Icha berpikir selama beberapa saat.

 

“Please ...!” pinta Lutfi lagi.

 

Icha akhirnya menganggukkan kepala. “Tapi, aku punya syarat.”

 

“Apa itu? Apa aja aku penuhi.”

 

“Aku mau cari pekerjaan dengan kemampuanku sendiri. Aku juga nggak mau harga diriku hilang di hadapan kamu dan semua orang.”

 

Lutfi tersenyum sambil menatap Icha. “Baiklah. Asal kamu mau tinggal di sini. Soal pekerjaan kamu, aku nggak akan ikut campur.”

 

Icha mengangguk sambil tersenyum.

 

“Sebaiknya, kamu nggak usah bekerja setelah kalian menikah. Kayak istrinya Yeriko itu.
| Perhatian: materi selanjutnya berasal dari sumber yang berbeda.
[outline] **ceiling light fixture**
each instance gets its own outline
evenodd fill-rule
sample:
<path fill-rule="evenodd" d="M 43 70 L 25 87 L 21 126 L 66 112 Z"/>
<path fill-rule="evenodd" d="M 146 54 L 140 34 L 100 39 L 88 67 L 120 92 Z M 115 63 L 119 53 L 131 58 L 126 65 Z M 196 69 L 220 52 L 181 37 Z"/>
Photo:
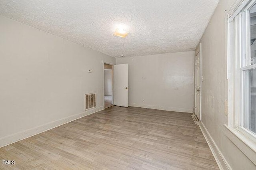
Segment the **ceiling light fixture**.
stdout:
<path fill-rule="evenodd" d="M 124 38 L 129 33 L 128 27 L 124 24 L 120 24 L 118 26 L 114 35 L 116 36 Z"/>

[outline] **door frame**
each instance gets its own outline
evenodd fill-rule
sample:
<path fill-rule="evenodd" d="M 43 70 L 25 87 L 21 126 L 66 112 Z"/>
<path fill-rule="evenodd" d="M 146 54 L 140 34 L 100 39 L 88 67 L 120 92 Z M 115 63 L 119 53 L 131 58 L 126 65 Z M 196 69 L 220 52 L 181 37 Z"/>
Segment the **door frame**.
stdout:
<path fill-rule="evenodd" d="M 198 52 L 197 52 L 198 51 Z M 199 69 L 200 71 L 200 73 L 199 74 L 200 75 L 196 75 L 196 56 L 197 56 L 197 55 L 199 53 L 200 53 L 200 63 L 199 65 L 199 66 L 200 67 L 200 69 Z M 194 115 L 196 115 L 196 77 L 197 76 L 199 76 L 200 77 L 200 79 L 199 79 L 200 80 L 200 102 L 199 102 L 199 105 L 200 105 L 200 111 L 199 112 L 199 115 L 200 115 L 200 117 L 198 117 L 198 118 L 200 120 L 201 120 L 202 119 L 202 43 L 200 42 L 199 43 L 199 44 L 198 44 L 198 46 L 196 47 L 196 49 L 195 50 L 195 60 L 194 60 L 194 67 L 195 67 L 195 70 L 194 70 L 194 73 L 195 73 L 195 79 L 194 79 L 194 81 L 195 81 L 195 83 L 194 83 Z"/>
<path fill-rule="evenodd" d="M 108 64 L 109 65 L 111 65 L 112 66 L 112 101 L 111 101 L 111 104 L 112 105 L 114 105 L 114 93 L 113 91 L 113 87 L 114 87 L 114 65 L 115 64 L 109 63 L 107 61 L 105 61 L 104 60 L 102 61 L 102 72 L 103 73 L 103 108 L 105 109 L 105 71 L 104 71 L 104 65 L 105 64 Z"/>

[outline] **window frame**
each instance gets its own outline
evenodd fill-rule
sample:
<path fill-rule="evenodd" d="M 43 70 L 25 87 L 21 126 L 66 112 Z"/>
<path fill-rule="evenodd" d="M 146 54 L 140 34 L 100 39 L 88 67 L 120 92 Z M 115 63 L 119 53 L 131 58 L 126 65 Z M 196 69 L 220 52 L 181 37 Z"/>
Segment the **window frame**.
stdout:
<path fill-rule="evenodd" d="M 234 70 L 233 69 L 231 69 L 231 70 L 228 70 L 229 71 L 234 71 L 234 75 L 230 75 L 230 74 L 228 74 L 229 76 L 228 76 L 228 79 L 229 81 L 230 80 L 233 80 L 235 81 L 234 88 L 232 87 L 230 88 L 230 87 L 229 87 L 229 89 L 229 89 L 228 97 L 230 99 L 229 103 L 232 100 L 230 100 L 230 98 L 234 99 L 234 95 L 236 97 L 235 98 L 234 108 L 231 109 L 232 110 L 234 109 L 235 111 L 235 115 L 232 115 L 233 117 L 230 118 L 233 122 L 229 121 L 228 126 L 233 127 L 237 130 L 256 141 L 256 135 L 244 127 L 245 113 L 246 111 L 248 111 L 247 110 L 248 109 L 248 107 L 246 106 L 246 105 L 248 105 L 249 101 L 248 100 L 248 93 L 246 93 L 244 90 L 244 89 L 249 90 L 244 87 L 244 83 L 248 83 L 249 80 L 248 77 L 244 77 L 244 72 L 252 69 L 256 69 L 256 64 L 250 65 L 250 20 L 248 19 L 250 19 L 249 10 L 255 4 L 256 4 L 256 0 L 253 0 L 242 8 L 242 11 L 234 19 L 235 20 L 234 26 L 230 26 L 231 22 L 229 22 L 228 23 L 229 25 L 228 28 L 230 28 L 228 31 L 229 32 L 235 31 L 235 38 L 230 37 L 231 36 L 234 36 L 234 34 L 233 35 L 230 35 L 230 34 L 229 34 L 228 40 L 229 43 L 234 43 L 234 42 L 231 42 L 231 41 L 235 42 L 235 49 L 234 49 L 234 47 L 232 46 L 228 46 L 228 47 L 231 49 L 229 49 L 233 51 L 233 53 L 234 53 L 233 55 L 235 57 L 235 61 L 228 61 L 230 63 L 229 63 L 230 66 L 230 64 L 233 65 L 234 63 L 234 65 L 230 67 L 234 69 Z M 234 24 L 232 24 L 234 25 Z M 231 30 L 231 29 L 232 30 Z M 230 59 L 232 58 L 232 56 L 230 56 L 229 57 Z M 231 63 L 230 63 L 230 62 Z M 230 77 L 232 77 L 232 79 L 230 78 Z M 246 86 L 248 86 L 248 85 Z M 234 93 L 232 91 L 234 90 L 235 91 Z M 231 105 L 233 105 L 232 103 L 229 104 L 231 104 Z"/>
<path fill-rule="evenodd" d="M 256 164 L 256 134 L 244 127 L 245 105 L 249 105 L 250 103 L 246 101 L 248 96 L 245 98 L 246 93 L 244 88 L 246 80 L 244 72 L 256 68 L 256 64 L 250 65 L 249 11 L 255 4 L 256 0 L 241 0 L 236 7 L 232 7 L 229 14 L 226 15 L 228 123 L 228 125 L 224 125 L 224 131 L 230 139 L 254 164 Z M 249 77 L 247 79 L 250 81 Z M 247 83 L 250 83 L 248 80 Z M 247 94 L 249 96 L 249 93 Z M 250 100 L 248 101 L 250 102 Z"/>

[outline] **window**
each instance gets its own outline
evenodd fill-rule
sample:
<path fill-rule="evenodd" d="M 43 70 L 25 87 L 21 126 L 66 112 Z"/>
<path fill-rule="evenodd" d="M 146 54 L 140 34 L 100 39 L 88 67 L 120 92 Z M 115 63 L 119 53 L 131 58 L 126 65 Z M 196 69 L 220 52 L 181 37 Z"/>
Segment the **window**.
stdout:
<path fill-rule="evenodd" d="M 256 0 L 243 2 L 228 24 L 228 125 L 255 141 Z"/>

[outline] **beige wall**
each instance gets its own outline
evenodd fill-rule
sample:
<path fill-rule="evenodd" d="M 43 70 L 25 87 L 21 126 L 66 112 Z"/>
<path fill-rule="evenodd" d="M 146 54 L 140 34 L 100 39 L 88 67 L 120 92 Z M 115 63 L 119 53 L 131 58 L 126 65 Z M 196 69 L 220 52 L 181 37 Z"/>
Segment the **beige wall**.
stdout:
<path fill-rule="evenodd" d="M 117 59 L 129 65 L 129 105 L 192 113 L 194 59 L 194 51 Z"/>
<path fill-rule="evenodd" d="M 112 70 L 104 70 L 105 75 L 105 95 L 112 95 Z"/>
<path fill-rule="evenodd" d="M 202 121 L 233 170 L 255 170 L 255 165 L 224 133 L 227 98 L 225 10 L 235 0 L 220 0 L 202 38 Z"/>
<path fill-rule="evenodd" d="M 115 58 L 1 16 L 0 37 L 0 146 L 88 114 L 85 93 L 104 109 Z"/>

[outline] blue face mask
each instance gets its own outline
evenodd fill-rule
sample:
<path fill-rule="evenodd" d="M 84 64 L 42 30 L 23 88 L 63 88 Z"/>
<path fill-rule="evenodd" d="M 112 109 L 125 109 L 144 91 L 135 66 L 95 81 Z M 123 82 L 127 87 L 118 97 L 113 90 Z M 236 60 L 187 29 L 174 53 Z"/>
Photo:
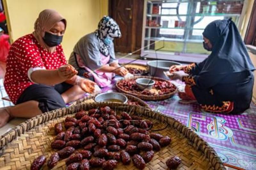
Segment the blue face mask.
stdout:
<path fill-rule="evenodd" d="M 107 45 L 109 45 L 111 43 L 111 42 L 114 39 L 113 38 L 110 37 L 109 36 L 107 36 L 104 39 L 104 43 Z"/>

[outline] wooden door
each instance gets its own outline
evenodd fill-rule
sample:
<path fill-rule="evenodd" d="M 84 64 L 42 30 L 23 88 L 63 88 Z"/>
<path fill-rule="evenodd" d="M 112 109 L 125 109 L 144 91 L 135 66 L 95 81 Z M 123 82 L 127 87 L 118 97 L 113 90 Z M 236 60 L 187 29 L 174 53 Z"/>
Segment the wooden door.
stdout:
<path fill-rule="evenodd" d="M 114 41 L 115 51 L 129 53 L 140 49 L 143 0 L 109 0 L 109 15 L 119 25 L 122 34 Z"/>

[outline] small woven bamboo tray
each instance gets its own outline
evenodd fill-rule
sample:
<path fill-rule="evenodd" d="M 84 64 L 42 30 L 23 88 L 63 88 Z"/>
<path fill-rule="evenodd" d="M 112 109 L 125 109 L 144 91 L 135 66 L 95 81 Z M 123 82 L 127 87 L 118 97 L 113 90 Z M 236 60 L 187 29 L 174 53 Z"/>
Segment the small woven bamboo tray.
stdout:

Dia sangat berbakti sama suaminya. Nenek dengar, dia lulusan luar negeri. Dia merelakan kemampuannya untuk mengurus suami. Nenek harap, kamu juga bisa seperti itu.”

 

Icha mengangguk. Ia tidak ingin terus berdebat di hadapan Lutfi dan Neneknya, menuruti apa yang mereka inginkan, akan membuat suasana menjadi lebih baik. Walau ia masih sangat canggung jika harus tinggal satu rumah dengan pacarnya sendiri.

 

 

((Bersambung ...))

Dukung terus cerita ini supaya author makin semangat menulis setiap hari.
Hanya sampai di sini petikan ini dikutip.